When developing real-time applications using WebSockets, resource management becomes crucial as your user base grows. Rate limiting is an essential technique that helps protect your server from being overwhelmed by too many connections or messages. In this guide, we'll explore how to implement rate limiting for Echo WebSocket connections.

Understanding WebSocket Rate Limiting

Rate limiting is a strategy used to control the amount of incoming and outgoing traffic to or from a network service. For WebSockets, this typically involves:

  1. Limiting connection attempts per client
  2. Controlling message frequency
  3. Managing message size
  4. Implementing reconnection backoff strategies

Without proper rate limiting, your WebSocket server could be vulnerable to denial of service attacks or resource exhaustion from legitimate but overly active clients.
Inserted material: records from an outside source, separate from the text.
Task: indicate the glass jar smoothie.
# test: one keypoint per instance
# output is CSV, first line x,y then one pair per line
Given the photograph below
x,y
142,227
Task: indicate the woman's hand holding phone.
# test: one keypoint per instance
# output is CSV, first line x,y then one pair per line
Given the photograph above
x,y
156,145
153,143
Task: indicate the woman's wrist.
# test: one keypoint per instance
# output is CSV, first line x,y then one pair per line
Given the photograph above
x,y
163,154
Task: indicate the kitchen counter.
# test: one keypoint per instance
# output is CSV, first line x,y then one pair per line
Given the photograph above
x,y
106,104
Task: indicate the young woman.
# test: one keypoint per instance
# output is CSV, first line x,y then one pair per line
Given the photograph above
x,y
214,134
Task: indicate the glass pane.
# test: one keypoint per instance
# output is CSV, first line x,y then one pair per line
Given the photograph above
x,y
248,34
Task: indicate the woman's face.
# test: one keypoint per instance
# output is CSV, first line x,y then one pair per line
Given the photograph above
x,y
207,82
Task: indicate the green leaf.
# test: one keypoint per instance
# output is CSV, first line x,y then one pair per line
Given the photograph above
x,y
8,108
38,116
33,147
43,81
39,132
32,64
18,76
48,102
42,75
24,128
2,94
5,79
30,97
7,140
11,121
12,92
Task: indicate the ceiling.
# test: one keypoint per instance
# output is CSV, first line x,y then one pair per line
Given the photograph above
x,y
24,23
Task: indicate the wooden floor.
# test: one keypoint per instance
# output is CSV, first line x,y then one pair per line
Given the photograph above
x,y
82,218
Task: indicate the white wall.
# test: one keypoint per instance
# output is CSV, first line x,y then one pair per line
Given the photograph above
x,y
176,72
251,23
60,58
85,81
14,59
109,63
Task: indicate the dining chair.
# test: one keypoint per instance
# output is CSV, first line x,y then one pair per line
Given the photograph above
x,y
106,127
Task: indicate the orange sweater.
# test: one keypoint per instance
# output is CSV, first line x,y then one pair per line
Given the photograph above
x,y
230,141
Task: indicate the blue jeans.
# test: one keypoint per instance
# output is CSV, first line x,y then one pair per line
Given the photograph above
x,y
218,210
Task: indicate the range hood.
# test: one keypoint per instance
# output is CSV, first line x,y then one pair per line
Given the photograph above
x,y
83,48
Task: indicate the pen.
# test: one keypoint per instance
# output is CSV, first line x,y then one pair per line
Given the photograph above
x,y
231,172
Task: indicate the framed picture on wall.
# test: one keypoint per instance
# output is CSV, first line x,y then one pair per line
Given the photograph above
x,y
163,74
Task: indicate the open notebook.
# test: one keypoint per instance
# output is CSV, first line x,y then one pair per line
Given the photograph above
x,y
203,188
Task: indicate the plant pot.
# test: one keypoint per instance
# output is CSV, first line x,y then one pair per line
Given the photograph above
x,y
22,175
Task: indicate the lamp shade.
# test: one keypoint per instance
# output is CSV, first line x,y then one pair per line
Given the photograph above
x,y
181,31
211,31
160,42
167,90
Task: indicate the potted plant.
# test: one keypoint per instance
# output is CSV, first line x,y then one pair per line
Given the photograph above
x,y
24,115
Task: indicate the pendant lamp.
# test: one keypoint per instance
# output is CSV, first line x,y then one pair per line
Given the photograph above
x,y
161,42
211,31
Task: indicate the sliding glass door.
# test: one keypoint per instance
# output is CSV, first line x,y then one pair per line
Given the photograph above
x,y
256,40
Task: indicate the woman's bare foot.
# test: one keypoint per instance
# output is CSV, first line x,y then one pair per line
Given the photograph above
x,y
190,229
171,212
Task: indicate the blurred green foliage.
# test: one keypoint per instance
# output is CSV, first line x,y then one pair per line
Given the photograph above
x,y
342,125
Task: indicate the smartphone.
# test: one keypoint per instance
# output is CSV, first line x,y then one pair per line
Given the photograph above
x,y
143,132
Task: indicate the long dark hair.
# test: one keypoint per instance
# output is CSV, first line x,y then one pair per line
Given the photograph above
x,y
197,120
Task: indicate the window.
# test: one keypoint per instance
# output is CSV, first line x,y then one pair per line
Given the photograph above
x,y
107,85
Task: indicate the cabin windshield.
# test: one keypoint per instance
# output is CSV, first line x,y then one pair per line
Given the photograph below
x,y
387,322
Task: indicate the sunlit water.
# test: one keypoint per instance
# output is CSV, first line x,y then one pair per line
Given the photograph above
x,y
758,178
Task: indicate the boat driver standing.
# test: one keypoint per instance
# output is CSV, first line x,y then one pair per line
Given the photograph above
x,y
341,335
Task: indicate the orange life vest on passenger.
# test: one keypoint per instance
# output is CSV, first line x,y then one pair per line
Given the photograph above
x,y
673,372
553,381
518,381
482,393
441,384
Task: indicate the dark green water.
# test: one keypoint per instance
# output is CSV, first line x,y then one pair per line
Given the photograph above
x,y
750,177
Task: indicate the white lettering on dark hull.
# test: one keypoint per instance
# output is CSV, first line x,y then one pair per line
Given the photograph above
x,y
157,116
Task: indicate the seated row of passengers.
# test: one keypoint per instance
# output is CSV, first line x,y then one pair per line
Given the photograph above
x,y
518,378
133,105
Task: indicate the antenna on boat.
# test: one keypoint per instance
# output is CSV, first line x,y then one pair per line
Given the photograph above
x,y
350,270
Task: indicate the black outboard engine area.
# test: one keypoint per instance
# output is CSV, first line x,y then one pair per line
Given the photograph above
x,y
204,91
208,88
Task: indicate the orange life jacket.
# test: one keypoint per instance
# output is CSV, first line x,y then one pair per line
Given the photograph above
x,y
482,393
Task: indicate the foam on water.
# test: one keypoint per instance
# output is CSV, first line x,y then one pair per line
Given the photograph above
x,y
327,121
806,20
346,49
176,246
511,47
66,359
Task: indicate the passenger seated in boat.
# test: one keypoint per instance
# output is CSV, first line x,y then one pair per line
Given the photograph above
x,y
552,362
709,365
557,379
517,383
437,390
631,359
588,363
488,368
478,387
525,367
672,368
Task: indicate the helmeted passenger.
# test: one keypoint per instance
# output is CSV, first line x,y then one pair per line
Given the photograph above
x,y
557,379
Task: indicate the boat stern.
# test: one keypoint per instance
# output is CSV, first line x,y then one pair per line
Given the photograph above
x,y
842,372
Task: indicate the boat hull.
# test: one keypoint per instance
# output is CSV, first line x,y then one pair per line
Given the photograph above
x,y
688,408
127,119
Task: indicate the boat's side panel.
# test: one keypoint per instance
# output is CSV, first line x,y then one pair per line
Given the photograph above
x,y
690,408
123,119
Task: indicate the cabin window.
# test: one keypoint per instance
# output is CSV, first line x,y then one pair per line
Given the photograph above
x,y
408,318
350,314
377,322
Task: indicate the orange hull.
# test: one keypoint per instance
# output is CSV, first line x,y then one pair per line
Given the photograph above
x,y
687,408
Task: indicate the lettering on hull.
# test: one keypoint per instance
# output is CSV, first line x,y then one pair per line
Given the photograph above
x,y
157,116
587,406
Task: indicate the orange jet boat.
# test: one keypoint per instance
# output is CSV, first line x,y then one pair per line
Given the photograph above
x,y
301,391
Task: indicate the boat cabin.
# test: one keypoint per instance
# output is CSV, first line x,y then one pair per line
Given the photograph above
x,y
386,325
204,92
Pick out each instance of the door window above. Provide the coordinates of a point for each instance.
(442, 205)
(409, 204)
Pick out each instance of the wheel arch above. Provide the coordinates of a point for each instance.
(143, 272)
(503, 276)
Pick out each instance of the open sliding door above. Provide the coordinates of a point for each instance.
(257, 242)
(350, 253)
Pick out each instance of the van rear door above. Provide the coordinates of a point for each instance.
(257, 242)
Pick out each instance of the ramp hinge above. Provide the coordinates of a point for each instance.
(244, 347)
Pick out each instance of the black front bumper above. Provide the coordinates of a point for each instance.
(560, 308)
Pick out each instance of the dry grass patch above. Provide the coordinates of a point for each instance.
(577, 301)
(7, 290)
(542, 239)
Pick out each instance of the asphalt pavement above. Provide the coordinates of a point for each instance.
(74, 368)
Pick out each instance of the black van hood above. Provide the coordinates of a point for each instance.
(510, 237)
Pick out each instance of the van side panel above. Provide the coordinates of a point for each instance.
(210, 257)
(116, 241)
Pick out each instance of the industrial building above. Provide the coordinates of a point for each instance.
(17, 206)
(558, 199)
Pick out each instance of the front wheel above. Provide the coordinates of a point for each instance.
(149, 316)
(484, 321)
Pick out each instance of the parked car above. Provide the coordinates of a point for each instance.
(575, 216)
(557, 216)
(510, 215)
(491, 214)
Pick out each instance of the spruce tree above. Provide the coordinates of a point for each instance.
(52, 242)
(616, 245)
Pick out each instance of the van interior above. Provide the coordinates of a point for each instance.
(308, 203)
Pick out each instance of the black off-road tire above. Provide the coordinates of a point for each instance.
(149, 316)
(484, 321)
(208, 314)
Basic Rate Limiting Approaches

Let's explore several approaches to rate limit WebSocket connections in Echo:

1. Connection Rate Limiting

First, let's implement a middleware that limits how often a client can establish new WebSocket connections:

go
package main

import (
"sync"
"time"
"net/http"

"github.com/labstack/echo/v4"
"github.com/gorilla/websocket"
)

type IPRateLimiter struct {
ips map[string]time.Time
maxConns int
window time.Duration
mu sync.Mutex
}

func NewIPRateLimiter(maxConns int, window time.Duration) *IPRateLimiter {
return &IPRateLimiter{
ips: make(map[string]time.Time),
maxConns: maxConns,
window: window,
}
}

func (r *IPRateLimiter) Allow(ip string) bool {
r.mu.Lock()
defer r.mu.Unlock()

now := time.Now()

// Clean up old entries
for storedIP, timestamp := range r.ips {
if now.Sub(timestamp) > r.window {
delete(r.ips, storedIP)
}
}

// Count connections from this IP
count := 0
for storedIP := range r.ips {
if storedIP == ip {
count++
}
}

// Check if limit is reached
if count >= r.maxConns {
return false
}

// Store the new connection attempt
r.ips[ip+":"+now.String()] = now
return true
}

func main() {
e := echo.New()

// Create a rate limiter: max 5 connections per IP in a 1-minute window
rateLimiter := NewIPRateLimiter(5, time.Minute)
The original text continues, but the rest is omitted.